FW: [R] Newbie struggling with "factors"
Warnes, Gregory R
gregory_r_warnes at groton.pfizer.com
Fri Mar 29 17:56:38 CET 2002
Hint #1, to do any useful transformations on your variables you will
probably need to convert them temporarily into character variables (aka
strings). Do that with
as.character(n$OSUSE)
Probably your will want to convert each of the variables that are in this
format into a set of numeric variables. Something like this:
n <- data.frame(OSUSE = c("1","1,3","1,2,3"))
n$OSUSE.Windows <- sapply( strsplit(n$OSUSE, ",") , function(X) (
"1" %in% X ) )
n$OSUSE.Macintosh <- sapply( strsplit(n$OSUSE, ",") , function(X) (
"2" %in% X ) )
n$OSUSE.Unix <- sapply( strsplit(n$OSUSE, ",") , function(X) (
"3" %in% X ) )
Alternatively, if you often have variables like this, you might consider
creating a new object type that extends factor and that includes the
operations that you need.
Something like:
### Start Sample Code ###
checklist <- function(X, boxnames)
{
attr(X, "boxnames") <- boxnames
class(X) <- c("checklist","factor")
return(X)
}
contains <- function(X, name)
{
if(is.character(name) )
name <- pmatch( name, attr(X,"boxnames" ) )

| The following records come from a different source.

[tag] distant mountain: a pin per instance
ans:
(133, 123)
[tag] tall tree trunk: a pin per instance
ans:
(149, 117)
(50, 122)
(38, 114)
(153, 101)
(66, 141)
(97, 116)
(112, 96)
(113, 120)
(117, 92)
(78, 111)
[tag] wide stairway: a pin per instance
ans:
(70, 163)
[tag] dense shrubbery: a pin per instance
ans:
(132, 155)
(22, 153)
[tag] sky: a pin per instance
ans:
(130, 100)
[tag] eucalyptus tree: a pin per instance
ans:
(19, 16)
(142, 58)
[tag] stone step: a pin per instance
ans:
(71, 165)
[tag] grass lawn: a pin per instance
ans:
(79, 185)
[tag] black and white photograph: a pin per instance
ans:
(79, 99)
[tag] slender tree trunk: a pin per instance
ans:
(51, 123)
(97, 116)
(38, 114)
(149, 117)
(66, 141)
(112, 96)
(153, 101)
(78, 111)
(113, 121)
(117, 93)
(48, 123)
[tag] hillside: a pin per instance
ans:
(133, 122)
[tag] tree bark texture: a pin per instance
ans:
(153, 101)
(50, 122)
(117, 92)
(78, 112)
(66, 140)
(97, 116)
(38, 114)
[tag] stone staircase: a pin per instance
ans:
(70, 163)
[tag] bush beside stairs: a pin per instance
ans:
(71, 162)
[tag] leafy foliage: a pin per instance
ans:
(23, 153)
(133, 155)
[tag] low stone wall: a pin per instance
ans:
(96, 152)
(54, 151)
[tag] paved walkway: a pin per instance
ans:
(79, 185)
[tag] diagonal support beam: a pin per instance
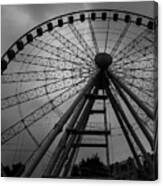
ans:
(58, 127)
(132, 95)
(126, 134)
(80, 125)
(134, 114)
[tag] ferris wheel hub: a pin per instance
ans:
(103, 60)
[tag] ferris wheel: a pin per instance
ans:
(83, 80)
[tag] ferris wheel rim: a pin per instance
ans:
(69, 14)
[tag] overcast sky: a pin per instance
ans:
(18, 19)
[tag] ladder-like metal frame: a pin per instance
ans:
(76, 118)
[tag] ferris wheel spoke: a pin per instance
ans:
(135, 55)
(60, 55)
(32, 76)
(133, 65)
(38, 92)
(107, 36)
(63, 52)
(142, 90)
(142, 78)
(130, 81)
(148, 112)
(82, 41)
(73, 48)
(119, 40)
(39, 113)
(136, 42)
(93, 36)
(42, 61)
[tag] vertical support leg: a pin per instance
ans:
(135, 115)
(126, 134)
(55, 131)
(80, 125)
(61, 145)
(106, 135)
(132, 95)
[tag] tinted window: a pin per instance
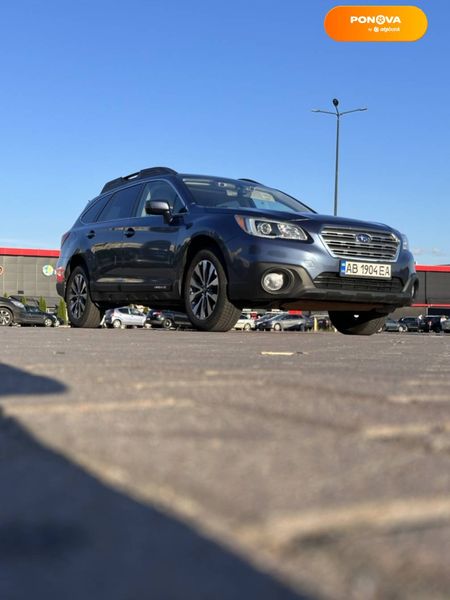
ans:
(233, 193)
(94, 208)
(160, 190)
(121, 204)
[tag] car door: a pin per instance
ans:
(106, 236)
(150, 245)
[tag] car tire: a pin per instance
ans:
(81, 309)
(206, 294)
(357, 323)
(6, 317)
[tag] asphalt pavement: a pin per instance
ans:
(147, 464)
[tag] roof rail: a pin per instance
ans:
(250, 180)
(138, 175)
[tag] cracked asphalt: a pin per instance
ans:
(178, 464)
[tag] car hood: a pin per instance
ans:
(301, 218)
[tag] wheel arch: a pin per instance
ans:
(77, 260)
(201, 242)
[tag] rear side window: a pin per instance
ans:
(121, 205)
(94, 209)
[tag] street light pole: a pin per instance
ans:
(338, 116)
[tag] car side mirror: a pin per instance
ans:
(158, 207)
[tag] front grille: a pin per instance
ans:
(342, 242)
(333, 281)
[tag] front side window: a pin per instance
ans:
(233, 193)
(160, 190)
(121, 205)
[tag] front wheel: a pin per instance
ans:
(5, 317)
(81, 309)
(205, 294)
(357, 323)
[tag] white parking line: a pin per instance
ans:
(282, 531)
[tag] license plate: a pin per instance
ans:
(351, 268)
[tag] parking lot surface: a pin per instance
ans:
(177, 464)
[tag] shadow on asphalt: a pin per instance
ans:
(65, 535)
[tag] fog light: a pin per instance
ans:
(273, 282)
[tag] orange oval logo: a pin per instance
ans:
(376, 23)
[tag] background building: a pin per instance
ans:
(30, 273)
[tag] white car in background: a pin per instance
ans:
(124, 317)
(245, 322)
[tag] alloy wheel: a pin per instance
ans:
(5, 317)
(204, 289)
(77, 296)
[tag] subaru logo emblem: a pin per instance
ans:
(363, 238)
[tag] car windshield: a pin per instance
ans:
(232, 193)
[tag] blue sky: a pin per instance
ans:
(96, 89)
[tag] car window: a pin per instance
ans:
(234, 193)
(121, 205)
(160, 190)
(94, 208)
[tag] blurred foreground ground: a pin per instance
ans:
(142, 464)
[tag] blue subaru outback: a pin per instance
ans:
(212, 245)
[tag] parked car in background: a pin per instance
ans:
(212, 246)
(168, 319)
(245, 322)
(259, 320)
(432, 323)
(34, 316)
(411, 323)
(284, 322)
(446, 326)
(124, 317)
(10, 311)
(394, 325)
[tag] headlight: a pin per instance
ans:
(267, 228)
(405, 243)
(17, 303)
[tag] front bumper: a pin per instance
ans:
(314, 281)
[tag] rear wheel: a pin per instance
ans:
(357, 323)
(81, 309)
(205, 294)
(5, 317)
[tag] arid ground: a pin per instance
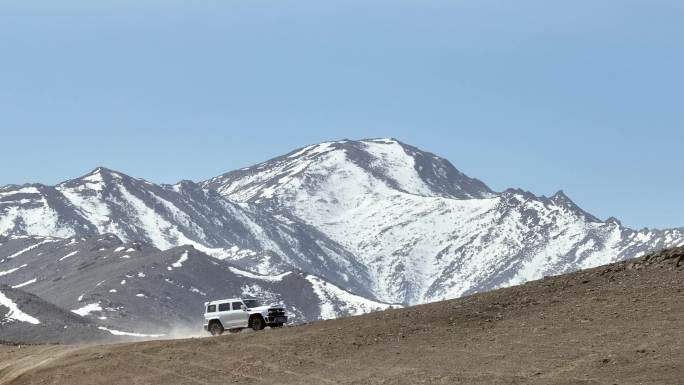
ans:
(618, 324)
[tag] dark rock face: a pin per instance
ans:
(56, 324)
(371, 221)
(133, 287)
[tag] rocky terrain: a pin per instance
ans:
(424, 230)
(134, 289)
(616, 324)
(332, 229)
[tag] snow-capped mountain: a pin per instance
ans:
(426, 231)
(166, 216)
(372, 220)
(132, 288)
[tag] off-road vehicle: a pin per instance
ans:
(235, 314)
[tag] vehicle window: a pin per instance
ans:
(250, 303)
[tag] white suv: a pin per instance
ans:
(236, 314)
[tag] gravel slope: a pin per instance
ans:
(617, 324)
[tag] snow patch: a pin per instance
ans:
(68, 255)
(120, 333)
(87, 309)
(15, 313)
(29, 282)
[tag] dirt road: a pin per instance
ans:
(621, 324)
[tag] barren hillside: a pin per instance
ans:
(617, 324)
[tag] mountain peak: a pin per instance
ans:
(377, 162)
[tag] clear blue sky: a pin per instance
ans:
(584, 96)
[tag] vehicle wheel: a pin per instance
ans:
(215, 328)
(258, 323)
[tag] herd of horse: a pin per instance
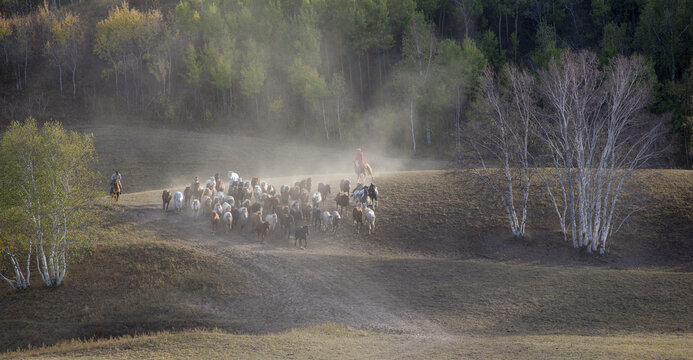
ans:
(361, 172)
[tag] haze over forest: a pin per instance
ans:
(400, 73)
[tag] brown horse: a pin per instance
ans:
(115, 189)
(362, 172)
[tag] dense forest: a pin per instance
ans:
(396, 72)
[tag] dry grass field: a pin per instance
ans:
(440, 278)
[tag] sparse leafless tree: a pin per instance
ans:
(504, 139)
(596, 138)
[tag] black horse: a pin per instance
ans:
(373, 195)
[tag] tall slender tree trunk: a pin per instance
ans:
(339, 122)
(60, 70)
(457, 120)
(26, 63)
(368, 70)
(428, 132)
(324, 121)
(360, 81)
(411, 118)
(74, 83)
(257, 110)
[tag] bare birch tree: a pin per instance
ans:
(504, 140)
(597, 139)
(47, 184)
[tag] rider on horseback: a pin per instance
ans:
(116, 175)
(116, 178)
(359, 159)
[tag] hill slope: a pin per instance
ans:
(439, 278)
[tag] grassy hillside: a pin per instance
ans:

retval <- sapply( strsplit(X, ",") , function(X) ( name %in% X ) )
return(retval)
}
numchecked <- function(X)
{
retval <- sapply( strsplit(X, ","), length )
return(retval)
}
summary.checklist <- function(x, ...)
{
sum <- apply( as.matrix(x), 2, sum )
mean <- apply( as.matrix(x), 2, mean )
return( rbind(sum,mean))
}
as.matrix.checklist <- function(x, ...)
{
sapply( attr(x, "boxnames"), function(YY) contains(x, YY) )
}
### End Sample Code ##
Here's some examples of using these functions:
> n <- data.frame(OSUSE = c("1","1,3","1,2,3"))
>
> n$OSUSE <- checklist(n$OSUSE, c("Windows","Macintosh","Unix"))
#
# Check if OSUSE includes a specific OS
#
> contains( n$OSUSE, "Windows")
[1] TRUE TRUE TRUE
> contains( n$OSUSE, "Macintosh")
[1] FALSE FALSE TRUE
> contains( n$OSUSE, "Unix")
[1] FALSE TRUE TRUE
>
#
# Compute the average number of checked items
#
> numchecked(n$OSUSE)
[1] 1 2 3
> mean(numchecked(n$OSUSE))
[1] 2
>
#
# Create a matrix showing whether each box was checked or not
#
> as.matrix(n$OSUSE)
Windows Macintosh Unix
[1,] TRUE FALSE FALSE
[2,] TRUE FALSE TRUE
[3,] TRUE TRUE TRUE
>
#
# Show some summary info
#
> summary(n$OSUSE)
Windows Macintosh Unix
sum 3 1.0000000 2.0000000
mean 1 0.3333333 0.6666667
Of course, you'll want to modify these classes to suit your needs. A little
time up front can help a lot.
If you like, I'll include these classes and any enhancements that you make
in my 'gregmisc' library.
-Greg
> -----Original Message-----
> From: Tom Arnold [mailto:thomas_l_arnold at yahoo.com]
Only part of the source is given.